My doctor came in the room around 7:30pm and was pleasantly surprised to find that we were almost there. A few more pushes and my doctor told me that she needed to make a small incision to make a little more room for baby girl’s head to fit. She did her thing, I pushed again, 3 times with each contraction, and at one point my doctor told me to look down…I saw the top of the baby’s head and part of my swollen body that I had never seen by just looking down before. It was awesomely disturbing and disturbingly awesome. The look on Scott’s face was just pure and utter amazement at what was happening in front of him and he cheered me on with every push. I know I couldn’t have gotten as far as I had without him there encouraging me to give it my all.

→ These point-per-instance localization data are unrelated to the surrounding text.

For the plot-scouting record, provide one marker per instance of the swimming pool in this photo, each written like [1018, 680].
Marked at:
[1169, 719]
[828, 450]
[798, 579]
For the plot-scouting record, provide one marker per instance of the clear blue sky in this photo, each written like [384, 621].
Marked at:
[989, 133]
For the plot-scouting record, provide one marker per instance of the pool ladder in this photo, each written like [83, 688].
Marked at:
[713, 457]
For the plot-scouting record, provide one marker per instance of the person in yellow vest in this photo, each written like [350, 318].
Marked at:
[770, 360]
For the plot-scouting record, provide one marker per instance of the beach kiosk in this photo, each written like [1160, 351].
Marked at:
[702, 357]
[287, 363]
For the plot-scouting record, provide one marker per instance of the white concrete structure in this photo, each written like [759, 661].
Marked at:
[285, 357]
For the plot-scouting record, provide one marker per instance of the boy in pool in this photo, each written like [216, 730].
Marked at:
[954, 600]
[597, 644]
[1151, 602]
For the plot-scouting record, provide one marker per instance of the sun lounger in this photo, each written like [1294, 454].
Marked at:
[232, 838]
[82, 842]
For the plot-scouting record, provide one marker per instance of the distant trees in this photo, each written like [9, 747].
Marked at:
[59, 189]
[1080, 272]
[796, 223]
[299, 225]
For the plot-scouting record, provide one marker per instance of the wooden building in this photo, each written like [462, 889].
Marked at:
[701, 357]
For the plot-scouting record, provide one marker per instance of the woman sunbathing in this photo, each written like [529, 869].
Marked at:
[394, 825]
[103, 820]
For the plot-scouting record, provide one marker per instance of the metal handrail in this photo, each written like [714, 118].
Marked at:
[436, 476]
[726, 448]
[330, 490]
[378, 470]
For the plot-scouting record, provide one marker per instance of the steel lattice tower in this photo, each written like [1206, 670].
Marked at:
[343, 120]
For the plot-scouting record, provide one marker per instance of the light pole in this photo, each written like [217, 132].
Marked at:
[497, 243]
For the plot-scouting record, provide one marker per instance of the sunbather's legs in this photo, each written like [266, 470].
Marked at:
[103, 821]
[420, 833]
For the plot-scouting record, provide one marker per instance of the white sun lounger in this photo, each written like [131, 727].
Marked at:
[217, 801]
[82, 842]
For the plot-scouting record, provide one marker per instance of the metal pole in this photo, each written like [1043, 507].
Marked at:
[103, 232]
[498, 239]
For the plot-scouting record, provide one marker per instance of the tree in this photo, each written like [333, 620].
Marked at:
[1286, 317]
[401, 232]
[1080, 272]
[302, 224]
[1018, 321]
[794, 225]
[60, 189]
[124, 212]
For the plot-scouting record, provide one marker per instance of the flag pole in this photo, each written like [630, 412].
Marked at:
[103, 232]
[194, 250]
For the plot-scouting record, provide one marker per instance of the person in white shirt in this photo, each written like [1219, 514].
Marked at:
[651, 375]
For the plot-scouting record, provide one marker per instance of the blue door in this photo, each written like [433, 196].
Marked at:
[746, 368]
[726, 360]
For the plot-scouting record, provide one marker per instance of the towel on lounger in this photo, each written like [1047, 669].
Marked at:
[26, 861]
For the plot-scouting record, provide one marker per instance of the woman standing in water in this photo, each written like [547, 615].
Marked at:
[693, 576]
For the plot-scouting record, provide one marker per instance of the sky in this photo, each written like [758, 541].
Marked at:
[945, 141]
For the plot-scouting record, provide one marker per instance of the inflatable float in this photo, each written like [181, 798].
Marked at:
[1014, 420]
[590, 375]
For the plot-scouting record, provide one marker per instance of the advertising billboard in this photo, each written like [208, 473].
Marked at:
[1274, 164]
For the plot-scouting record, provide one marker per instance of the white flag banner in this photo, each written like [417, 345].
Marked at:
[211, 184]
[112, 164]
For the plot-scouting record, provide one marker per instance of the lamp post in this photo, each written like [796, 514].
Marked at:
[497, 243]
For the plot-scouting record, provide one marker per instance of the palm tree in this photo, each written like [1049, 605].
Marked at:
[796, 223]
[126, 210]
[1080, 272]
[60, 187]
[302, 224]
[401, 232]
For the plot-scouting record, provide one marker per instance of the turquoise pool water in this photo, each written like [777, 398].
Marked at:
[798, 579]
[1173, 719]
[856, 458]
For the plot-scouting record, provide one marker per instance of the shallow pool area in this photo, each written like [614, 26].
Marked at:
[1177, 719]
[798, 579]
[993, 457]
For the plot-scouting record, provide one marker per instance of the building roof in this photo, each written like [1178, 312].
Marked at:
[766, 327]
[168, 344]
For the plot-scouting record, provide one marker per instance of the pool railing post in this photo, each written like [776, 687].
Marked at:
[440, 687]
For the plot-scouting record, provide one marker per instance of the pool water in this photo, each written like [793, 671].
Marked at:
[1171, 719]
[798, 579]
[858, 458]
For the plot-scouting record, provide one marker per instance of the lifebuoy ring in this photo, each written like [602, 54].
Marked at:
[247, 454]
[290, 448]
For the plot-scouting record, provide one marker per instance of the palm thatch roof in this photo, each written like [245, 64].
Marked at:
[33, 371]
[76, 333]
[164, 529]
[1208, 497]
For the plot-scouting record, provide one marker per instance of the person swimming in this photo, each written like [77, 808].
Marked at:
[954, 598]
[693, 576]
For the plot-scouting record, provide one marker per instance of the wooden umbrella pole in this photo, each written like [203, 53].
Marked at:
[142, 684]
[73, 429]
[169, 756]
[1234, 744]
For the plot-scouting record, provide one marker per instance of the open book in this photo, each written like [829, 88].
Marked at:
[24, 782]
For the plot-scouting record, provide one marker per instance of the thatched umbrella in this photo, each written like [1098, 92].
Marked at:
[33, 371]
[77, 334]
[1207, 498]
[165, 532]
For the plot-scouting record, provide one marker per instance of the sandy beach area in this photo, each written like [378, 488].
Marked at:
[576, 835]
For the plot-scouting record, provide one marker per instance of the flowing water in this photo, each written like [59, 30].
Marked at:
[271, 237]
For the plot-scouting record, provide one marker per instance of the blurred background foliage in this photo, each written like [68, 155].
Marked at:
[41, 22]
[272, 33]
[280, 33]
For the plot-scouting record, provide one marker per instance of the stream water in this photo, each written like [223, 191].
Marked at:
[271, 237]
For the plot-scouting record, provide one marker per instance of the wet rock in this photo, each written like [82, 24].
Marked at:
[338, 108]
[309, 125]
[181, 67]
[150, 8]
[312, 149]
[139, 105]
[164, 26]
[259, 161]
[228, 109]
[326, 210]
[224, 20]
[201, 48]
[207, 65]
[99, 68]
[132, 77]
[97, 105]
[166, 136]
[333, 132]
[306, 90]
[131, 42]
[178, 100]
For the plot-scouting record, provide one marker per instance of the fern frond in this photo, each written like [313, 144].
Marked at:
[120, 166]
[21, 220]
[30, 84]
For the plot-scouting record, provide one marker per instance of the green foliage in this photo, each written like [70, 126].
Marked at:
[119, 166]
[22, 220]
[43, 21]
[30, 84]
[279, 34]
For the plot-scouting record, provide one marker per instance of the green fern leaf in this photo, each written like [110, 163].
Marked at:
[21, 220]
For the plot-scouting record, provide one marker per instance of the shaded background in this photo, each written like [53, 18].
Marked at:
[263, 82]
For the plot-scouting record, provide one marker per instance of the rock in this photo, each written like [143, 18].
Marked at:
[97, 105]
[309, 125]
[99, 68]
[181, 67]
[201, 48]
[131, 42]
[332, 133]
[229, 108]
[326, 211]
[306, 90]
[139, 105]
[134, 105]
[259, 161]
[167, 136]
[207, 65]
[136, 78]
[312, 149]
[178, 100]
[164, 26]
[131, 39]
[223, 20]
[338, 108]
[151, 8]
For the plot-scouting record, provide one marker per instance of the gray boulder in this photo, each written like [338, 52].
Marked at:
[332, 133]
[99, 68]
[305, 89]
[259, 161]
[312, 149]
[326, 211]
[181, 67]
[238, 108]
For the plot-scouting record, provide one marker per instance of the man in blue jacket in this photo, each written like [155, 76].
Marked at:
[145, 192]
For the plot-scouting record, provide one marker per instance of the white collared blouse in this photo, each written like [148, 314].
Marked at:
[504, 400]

My doctor told me that with the next push, baby would be out.
She was wrong. 🙂
Though one more good push after that one was all it took, and as baby popped out, I felt the most amazing sense of release as she left my body, kind of like untying an overinflated balloon and letting all the air out. My body relaxed immediately and I felt my insides sink back into place as the pressure of her little body in mine was gone. It was the most amazing feeling I’ve ever felt. The doctor placed her screaming wiggly body on mine for a moment so Scott could cut the cord, then they swept her over to the warming station to check her, clean her up, and weigh her. 7 pounds, 7 ounces they said, 20 inches long, and surprisingly, no cone head. I’ll never forget the look on Scott’s face when she arrived. He looked at me in a way that I’ve never seen before – adoration, amazement, and pride. He was proud of me and it made me feel like a hero. That was one of my favorite moments of the entire day.
Oh, that look.
All of her vitals were perfect and I watched as Scott went to her, to adore her, to take pictures, while I laid there as my doctor pulled on my end of the cord to deliver the placenta, a vision I’ll never be able to forget. Seriously, it was actually like a ridiculous cartoon as she pulled and pulled, what seemed like half a dozen feet of the rope-like cord being pulled out, though I didn’t actually see the placenta because she discreetly got rid of it below my line of sight. And as she sewed me up, I marvelled at my numb lifeless feet as they kept slowly drifting down the plastic footholds, completely out of my control. It was an hour before I started getting feeling back.
And when I finally said something after what seemed like hours though in actuality was more likely 5 minutes, my first comment post delivery was, “I’m not pregnant anymore!” It was such a happy feeling, the long pregnancy journey was finally over.
I was anxious to get to hold my girl. She had such a little lamb of a cry, and I had barely gotten a glance before they had taken her off of me after she was out. Finally after cleaning and poking and weighing her, they brought her to me, a little ball of beautiful baby wrapped in the generic striped hospital blanket, ointment on her eyes, her lips and nails purple like a plum.
She looked lost and confused and bewildered and amazed and all I wanted was for her to feel safe. So I did what my momma instincts told me to do –
I held her tightly, so close to me,
I kissed her cheeks, her hands, her face,
I told her I loved her more than anything in this whole big world,
and I wished my baby a happy birthday.